According to the ICEF Monitor, an estimated five million students were enrolled on degree courses overseas in 2015. With this number more than doubling since 2000 and tripling since 1990, it is clear that international student mobility is on the rise. So the question is: how can students achieve a competitive edge against those five million, in addition to the many more who have studied overseas in previous years?
Universities understand the struggle that students go through when trying to find work after graduating. As such, many institutions offer a range of extra-curricular activities so that students can make the most of their university experience and take part in various initiatives which they can include in their CV. From one-to-one careers advice to large-scale recruitment fairs, universities are doing everything they can to ensure that their students will find work after they graduate.
Volunteering opportunities are regularly advertised by universities in an effort to encourage students to take part in programmes where they can give back to the local community, but also enhance their employability prospects at the same time. However, some universities are taking this one step further and are now also organising international volunteering programmes, where students undertake projects during the holidays to volunteer overseas.
Volunteering has a number of benefits associated with it, from both an employment and personal perspective:
1) Gain vital work experience
Volunteer work is a valuable addition to any CV and is sure to impress during job interviews.
2) Develop ‘soft’ skills, such as communication, teamwork, and leadership
The skills you pick up while volunteering will prove useful once you embark on your future career, as they are the same ones you’ll need to succeed.
3) Make friends with other volunteers
Volunteering is a great way to make new friends, especially when you’ve just started your degree. You will also get the chance to expand your network of contacts, contributing to a more social and enjoyable experience at university.
However, unlike local volunteering, overseas volunteering adds an element of distinctiveness to the process and will ensure that you stand out against other candidates during the job application process.

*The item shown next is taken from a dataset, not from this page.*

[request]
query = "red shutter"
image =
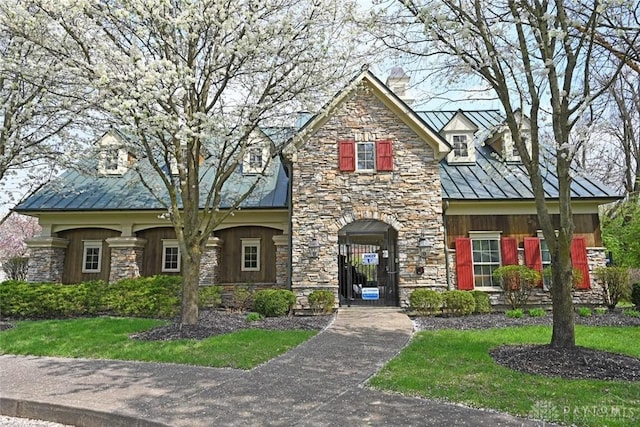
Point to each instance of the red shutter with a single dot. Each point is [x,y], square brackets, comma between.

This is particularly applicable to international students – not only will you have the benefit of an overseas education, but this also gives another string to your bow by giving you the chance to experience a different country by working with locals there. Being exposed to new languages, customs, and cultures will help students gain a global perspective, which many employers are looking for in prospective hires.
By taking part in an international volunteer programme, students will find that they develop in more ways than they could imagine. Although universities aim to help students grow, they still have the comfort of rigidity and routine which students get accustomed to. Overseas volunteering, which usually takes part in under-developed countries, will open a student’s eyes to the real issues going on in the world around them and they will learn skills which will help them in the workplace, as well as in everyday life, such as independence, learning how to cope with difficult situations, and good old fashioned hard work. This challenging experience will help students build their resilience in a competitive environment and will definitely help them on their way to future successes.